STAGE TO SCREENS: Tony Winner John Gallagher, Jr. on "The Newsroom" and Playing the Good Guy Roles

By Christopher Wallenberg
27 Aug 2013

Gallagher in Spring Awakening.

The film manages to create this really believable real-world milieu that feels very lived in. Was that something that drew you to the film?
JG: Yeah, that was there from the script — just the detail and the kind of compassion and the simplicity. And exactly, like you just said, the way that it really created this believable world, which is something that I didn't know a ton about to begin with. I didn't know a lot about the foster care system. So it was very enlightening to learn a lot about that.

And I'm drawn to films that really can transport you to someplace and take you there and make you believe it and make you want to spend time within those walls to get to know all those characters. It's not the easiest feat to accomplish. And this film just really transports you. The way that the film begins is really just — it hits the ground running. And in indie cinema, a lot of the times the dialogue has a sort of less-is-more approach. In a lot of smaller films, you watch people not quite know what to say to each other. But then you have a film like "Short Term 12," which begins with a monologue, essentially. It begins with a guy telling a story. And I just love good stories and storytelling. And there was something really special about reading a script that started with a page-and-a-half of somebody telling a story. That really excited me.

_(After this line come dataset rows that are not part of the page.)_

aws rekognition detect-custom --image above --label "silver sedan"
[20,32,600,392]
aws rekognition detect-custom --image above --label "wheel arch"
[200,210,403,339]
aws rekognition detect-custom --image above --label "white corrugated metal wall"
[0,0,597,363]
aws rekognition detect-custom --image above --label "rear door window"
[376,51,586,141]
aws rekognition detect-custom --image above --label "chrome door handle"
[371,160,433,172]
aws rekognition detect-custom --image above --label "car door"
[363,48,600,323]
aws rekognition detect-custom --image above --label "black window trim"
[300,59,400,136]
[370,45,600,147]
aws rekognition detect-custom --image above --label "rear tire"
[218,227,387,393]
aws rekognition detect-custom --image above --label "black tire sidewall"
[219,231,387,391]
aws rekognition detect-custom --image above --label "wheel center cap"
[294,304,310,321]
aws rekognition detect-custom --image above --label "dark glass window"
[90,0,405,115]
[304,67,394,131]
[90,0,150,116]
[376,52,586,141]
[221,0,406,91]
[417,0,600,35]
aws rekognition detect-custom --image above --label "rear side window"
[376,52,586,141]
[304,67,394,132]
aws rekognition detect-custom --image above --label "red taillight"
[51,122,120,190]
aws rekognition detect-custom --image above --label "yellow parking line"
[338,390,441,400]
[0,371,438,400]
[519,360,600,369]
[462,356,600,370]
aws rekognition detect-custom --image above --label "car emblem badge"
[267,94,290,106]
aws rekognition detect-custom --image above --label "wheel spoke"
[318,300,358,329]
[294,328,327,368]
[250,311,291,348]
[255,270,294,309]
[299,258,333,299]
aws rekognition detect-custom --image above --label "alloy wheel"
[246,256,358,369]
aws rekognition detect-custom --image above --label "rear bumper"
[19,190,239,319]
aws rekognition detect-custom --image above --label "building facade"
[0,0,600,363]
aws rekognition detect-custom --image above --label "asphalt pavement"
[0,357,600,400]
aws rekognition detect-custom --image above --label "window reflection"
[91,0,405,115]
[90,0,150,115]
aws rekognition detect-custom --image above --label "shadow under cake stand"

And Destin loosely based the script on his own real-life experiences working at a foster care facility?
JG: Destin worked at a foster care facility for two years. And he said, in so many words, that it was one of the hardest and most intense things that he's ever done in his life, and it was also one of the most life-changing and rewarding and inspiring things.

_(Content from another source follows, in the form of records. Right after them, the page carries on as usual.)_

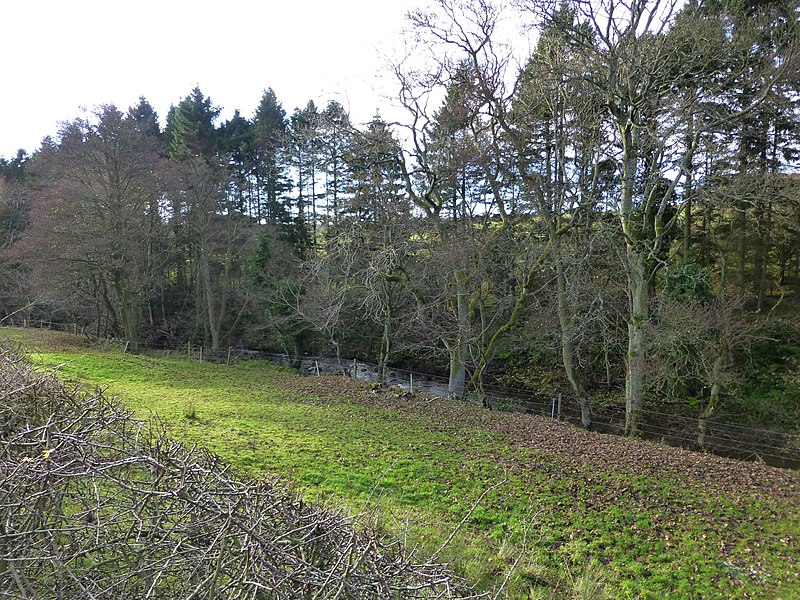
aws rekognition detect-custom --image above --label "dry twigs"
[0,352,478,599]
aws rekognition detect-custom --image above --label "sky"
[0,0,423,158]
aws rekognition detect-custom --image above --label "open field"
[0,329,800,599]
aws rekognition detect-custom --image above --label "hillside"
[0,329,800,598]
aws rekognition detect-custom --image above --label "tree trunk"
[447,271,469,398]
[625,248,650,436]
[553,255,592,429]
[697,352,727,449]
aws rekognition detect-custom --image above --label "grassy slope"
[0,329,800,598]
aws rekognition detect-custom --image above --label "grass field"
[0,328,800,599]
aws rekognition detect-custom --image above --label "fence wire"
[4,320,800,469]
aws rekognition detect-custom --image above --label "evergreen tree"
[253,88,292,225]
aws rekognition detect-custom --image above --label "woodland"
[0,0,800,445]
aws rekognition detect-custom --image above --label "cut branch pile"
[0,352,478,599]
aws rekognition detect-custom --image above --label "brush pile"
[0,351,478,600]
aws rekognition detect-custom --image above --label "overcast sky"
[0,0,424,158]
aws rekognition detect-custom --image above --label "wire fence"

Were there any illuminating anecdotes that he shared with you that helped you in working on the film or in understanding your character?
JG: Well, he brought in a friend of his from the facility where he worked, who still works there to this day. Who has made basically a life, a career out of working in the foster care system. And he was able to come in and talk to the cast and kind of show us the ropes and give us a rundown about how the day-to-day experience really goes down in a place like that. So that was really valuable. I also got to go to a foster care facility in California and shadow a "line staff" member, someone that does what my character Mason does in real life, and he gave me some pointers. And being able to walk around and to meet kids who are actually living in a place like this was really inspiring and I think ultimately very informative to what I ended up doing with this character.

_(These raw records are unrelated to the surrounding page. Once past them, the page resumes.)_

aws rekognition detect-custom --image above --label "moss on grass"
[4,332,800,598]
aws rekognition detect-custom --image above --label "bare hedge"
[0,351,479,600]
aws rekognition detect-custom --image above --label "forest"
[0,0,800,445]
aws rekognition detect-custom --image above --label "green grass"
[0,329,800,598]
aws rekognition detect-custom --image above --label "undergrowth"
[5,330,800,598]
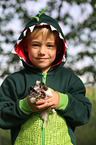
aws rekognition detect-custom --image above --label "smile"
[36,58,49,61]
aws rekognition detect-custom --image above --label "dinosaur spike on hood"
[15,13,68,65]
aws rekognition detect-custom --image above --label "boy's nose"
[39,46,46,55]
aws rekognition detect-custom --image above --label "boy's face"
[27,29,57,72]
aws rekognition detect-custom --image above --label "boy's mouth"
[36,58,49,61]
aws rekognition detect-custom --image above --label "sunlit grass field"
[0,87,96,145]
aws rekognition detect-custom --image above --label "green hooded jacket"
[0,13,92,145]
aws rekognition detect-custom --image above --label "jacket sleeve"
[0,77,29,129]
[57,72,92,128]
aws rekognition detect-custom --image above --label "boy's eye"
[32,43,39,47]
[47,44,54,48]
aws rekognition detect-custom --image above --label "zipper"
[42,73,47,145]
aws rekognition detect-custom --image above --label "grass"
[75,87,96,145]
[0,87,96,145]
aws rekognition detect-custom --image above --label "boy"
[0,14,92,145]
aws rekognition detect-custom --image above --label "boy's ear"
[24,47,28,52]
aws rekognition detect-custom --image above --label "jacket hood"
[15,13,67,65]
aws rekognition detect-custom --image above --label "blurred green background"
[0,0,96,145]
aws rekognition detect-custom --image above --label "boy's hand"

How specifically was it informative in terms of figuring out how to play Mason and bring that character to life?
JG: One thing that I found amazing about the situation was that this guy that I was following around and shadowing, he had such a great command of the kids. He really has their respect. But he was also really funny and kind of a joker and made them laugh and disarmed them and distracted them from being trapped in their heads and being trapped with their painful emotions. He told me that you can't even imagine what some of these kids have been through. So anything you can do to keep it fun, keep it light, that's really important. Being there, it really clicked for me — why humor and entertainment and being able to make fun of yourself was an important tactic, a coping mechanism, to not only gain the respect of these kids but to also brighten their day a little bit.